Together with its sister company New Brunswick Southern Railway , EMRY and NBSR form a continuous 189.5 mi main line connecting Saint John, New Brunswick with Brownville Junction, Maine in addition to another 41.7 mi of branch lines owned and operated by NBSR in Canada. A sister company Maine Northern Railway operates a separate 258-mile railway system connecting Millinocket, Maine with Van Buren, Maine.

==History==
EMRY was established as a corporate entity on November 10, 1994 by J.D. Irving Ltd. to purchase the 99.5 mile right of way and physical railway assets of the Canadian Pacific Railway's Mattawamkeag Subdivision rail line within the state of Maine, running from its eastern terminus at the Canada–United States border, this being the midpoint of the Saint Croix–Vanceboro Railway Bridge at Vanceboro, west to Brownville Junction.

Both EMRY and NBSR began operations on January 6, 1995 approximately 1 week after Canadian Pacific Railway abandoned operations of its Canadian Atlantic Railway (CAR) subsidiary on December 31, 1994. In addition to owning the former CPR tracks in Maine, EMRY was an operating entity for the first several months of existence and had running rights over its sister company NBSR's tracks from the International Boundary east to the yard at McAdam, New Brunswick. In spring 1995 Irving Transportation Services consolidated its railway operations as Eastern Maine Railway Company Limited came under NBSR operational control.

==Route==
EMRY's corporate trackage is a continuation of the NBSR mainline at the International Boundary in Vanceboro, immediately across the St. Croix River from the hamlet of St. Croix. From Vanceboro, EMRY's trackage runs 105 miles west to Brownville Junction with a connection along the way to Pan Am Railways serving southern New England at Mattawamkeag. EMRY connects with the former Central Maine & Quebec Railway at Brownville Junction, which operates part of the north-south former Bangor and Aroostook Railroad trackage in Maine, as well as the continuation of the CPR mainline from Brownville Junction west to Montreal.

The tracks between Vanceboro and Mattawamkeag were built as part of the European and North American Railway which connected Saint John, New Brunswick with Bangor, Maine, opening in 1869. The section west of Mattawamkeag to Brownville Junction was built by the Canadian Pacific Railway as part of its International Railway of Maine subsidiary, opening in 1889 to connect Montreal with Saint John; this line made CPR a transcontinental railway system. The E&NA tracks from Bangor to Vanceboro via Mattawamkeag were leased in the 1870s and purchased in the 1950s by the Maine Central Railroad and later purchased in 1974 by CPR.

As a portion of the Bangor and Aroostook line from Millinocket south through Brownville Junction was not part of MM&A's sale of track to the state, EMRY's track is not contiguous to Irving-operated Maine Northern Railway (MNRY).

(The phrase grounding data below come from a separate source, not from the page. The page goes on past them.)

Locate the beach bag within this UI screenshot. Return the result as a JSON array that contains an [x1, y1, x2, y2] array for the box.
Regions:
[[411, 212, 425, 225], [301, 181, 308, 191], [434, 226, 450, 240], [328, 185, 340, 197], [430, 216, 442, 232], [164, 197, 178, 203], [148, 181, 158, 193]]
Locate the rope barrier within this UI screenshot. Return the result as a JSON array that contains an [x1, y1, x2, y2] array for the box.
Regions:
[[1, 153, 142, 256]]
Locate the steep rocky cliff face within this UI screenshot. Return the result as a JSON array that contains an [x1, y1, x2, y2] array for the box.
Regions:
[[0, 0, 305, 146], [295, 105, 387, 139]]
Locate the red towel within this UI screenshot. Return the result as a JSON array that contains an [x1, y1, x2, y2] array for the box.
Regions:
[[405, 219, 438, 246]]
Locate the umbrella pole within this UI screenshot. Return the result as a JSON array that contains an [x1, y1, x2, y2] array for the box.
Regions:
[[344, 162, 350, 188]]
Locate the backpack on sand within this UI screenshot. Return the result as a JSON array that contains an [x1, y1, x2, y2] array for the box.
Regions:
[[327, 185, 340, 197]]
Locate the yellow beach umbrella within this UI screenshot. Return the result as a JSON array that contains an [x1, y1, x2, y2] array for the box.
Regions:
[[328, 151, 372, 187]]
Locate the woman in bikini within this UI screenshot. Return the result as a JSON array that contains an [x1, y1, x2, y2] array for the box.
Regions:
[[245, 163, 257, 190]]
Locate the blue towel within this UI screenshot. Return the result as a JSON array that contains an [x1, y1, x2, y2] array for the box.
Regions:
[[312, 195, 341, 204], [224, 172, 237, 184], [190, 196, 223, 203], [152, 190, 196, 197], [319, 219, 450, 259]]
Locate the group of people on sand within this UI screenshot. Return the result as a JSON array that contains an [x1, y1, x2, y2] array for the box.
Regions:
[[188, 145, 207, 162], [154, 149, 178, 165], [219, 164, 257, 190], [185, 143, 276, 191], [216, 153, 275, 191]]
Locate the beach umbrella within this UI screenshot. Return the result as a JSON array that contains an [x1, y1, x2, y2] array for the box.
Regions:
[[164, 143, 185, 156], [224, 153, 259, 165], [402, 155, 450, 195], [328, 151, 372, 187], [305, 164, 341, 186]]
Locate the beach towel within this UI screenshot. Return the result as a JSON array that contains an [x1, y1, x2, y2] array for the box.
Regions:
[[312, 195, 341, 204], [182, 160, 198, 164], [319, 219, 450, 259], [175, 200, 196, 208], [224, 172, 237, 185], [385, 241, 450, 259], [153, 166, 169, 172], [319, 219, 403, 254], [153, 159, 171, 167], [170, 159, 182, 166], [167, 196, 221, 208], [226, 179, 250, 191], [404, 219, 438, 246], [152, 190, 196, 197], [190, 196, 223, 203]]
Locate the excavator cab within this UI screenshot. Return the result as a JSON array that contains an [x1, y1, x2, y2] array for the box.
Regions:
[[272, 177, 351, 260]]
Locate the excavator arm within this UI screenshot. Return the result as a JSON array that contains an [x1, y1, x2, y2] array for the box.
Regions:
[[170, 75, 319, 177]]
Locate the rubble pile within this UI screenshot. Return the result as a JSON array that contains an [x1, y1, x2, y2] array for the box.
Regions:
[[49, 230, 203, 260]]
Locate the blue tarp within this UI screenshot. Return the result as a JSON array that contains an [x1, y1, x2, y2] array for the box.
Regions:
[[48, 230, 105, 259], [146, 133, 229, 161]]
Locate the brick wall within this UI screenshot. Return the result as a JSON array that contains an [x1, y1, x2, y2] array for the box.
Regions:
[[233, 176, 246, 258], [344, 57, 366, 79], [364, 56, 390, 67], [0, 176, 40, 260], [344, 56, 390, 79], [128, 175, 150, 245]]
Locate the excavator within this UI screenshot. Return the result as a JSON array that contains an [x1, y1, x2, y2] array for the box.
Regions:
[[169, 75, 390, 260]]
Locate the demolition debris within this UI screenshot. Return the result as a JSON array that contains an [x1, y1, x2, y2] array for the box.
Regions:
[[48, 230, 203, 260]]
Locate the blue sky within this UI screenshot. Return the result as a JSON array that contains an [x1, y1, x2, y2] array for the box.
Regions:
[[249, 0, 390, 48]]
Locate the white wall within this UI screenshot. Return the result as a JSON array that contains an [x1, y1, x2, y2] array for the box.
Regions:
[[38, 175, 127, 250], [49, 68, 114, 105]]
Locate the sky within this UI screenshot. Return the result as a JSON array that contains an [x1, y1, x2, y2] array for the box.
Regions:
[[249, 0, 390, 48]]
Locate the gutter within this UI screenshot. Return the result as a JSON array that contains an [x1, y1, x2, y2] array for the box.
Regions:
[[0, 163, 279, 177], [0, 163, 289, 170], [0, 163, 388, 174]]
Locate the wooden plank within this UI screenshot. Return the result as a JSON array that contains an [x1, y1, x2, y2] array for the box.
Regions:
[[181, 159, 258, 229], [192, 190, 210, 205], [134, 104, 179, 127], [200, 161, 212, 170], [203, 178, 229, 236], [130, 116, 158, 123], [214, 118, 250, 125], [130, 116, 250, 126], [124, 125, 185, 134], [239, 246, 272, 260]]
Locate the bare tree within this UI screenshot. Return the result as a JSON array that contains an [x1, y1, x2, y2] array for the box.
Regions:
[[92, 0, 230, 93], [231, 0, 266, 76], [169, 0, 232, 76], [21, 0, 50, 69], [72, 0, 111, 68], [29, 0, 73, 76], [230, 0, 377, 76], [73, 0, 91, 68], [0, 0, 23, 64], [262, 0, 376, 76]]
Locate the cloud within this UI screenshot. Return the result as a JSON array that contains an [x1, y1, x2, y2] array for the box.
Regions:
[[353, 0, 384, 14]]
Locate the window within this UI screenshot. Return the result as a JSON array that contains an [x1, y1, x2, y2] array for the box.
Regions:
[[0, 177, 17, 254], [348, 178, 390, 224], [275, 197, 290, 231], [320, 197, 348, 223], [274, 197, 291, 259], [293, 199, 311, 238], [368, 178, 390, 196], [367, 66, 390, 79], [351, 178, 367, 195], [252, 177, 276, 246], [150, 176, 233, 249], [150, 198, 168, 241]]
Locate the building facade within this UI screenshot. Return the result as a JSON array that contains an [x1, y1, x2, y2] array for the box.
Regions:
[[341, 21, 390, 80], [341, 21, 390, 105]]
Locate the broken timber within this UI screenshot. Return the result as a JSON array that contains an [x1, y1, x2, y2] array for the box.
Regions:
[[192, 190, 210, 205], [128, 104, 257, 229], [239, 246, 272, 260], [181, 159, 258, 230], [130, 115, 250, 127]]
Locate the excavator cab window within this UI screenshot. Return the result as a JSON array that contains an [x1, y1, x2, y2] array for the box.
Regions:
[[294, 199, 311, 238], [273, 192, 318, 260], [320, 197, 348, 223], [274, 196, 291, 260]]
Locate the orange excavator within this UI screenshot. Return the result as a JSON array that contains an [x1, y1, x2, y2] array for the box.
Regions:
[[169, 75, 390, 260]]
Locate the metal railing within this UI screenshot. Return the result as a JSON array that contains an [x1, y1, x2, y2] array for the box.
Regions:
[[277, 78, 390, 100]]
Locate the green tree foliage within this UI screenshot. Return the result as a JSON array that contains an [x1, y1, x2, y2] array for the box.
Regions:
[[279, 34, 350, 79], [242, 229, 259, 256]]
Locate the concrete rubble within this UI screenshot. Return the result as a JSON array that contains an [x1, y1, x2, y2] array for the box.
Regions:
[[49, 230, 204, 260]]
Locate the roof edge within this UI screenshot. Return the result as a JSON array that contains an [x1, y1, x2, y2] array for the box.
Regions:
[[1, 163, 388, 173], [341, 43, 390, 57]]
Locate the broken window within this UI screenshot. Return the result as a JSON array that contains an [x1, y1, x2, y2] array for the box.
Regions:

In the Montreal, Maine and Atlantic Railway bankruptcy auction, EMRY had made a joint bid with Pan-Am's Springfield Terminal Railway for the former MM&A trackage in Maine - a move which could have re-unified the Bangor and Aroostook under Irving's banner. An initial Radio-Canada report that this bid was successful was quickly contradicted by other sources (including the English-language Canadian Broadcasting Corporation and the Canadian Press news wire) which indicate all of the former MM&A rails went to Fortress Investment Group subsidiary Railroad Acquisition Holdings. According to a statement from Wayne Power, vice president of J.D. Irving’s transportation and logistics division, "In the end, the trustee went forward with a single buyer of the entire MMA railway line. We look forward to working with Fortress Investment Group of New York as they assume operation of the MMA railway."

==Operations==
Today most locomotives hauling trains that operate over EMRY are owned and carry the reporting marks of NBSR. Some maintenance of way equipment is owned by EMRY but the majority of the company's assets are the physical tracks and right of way from Vanceboro to Brownville Junction, as well as the running rights in New Brunswick to McAdam.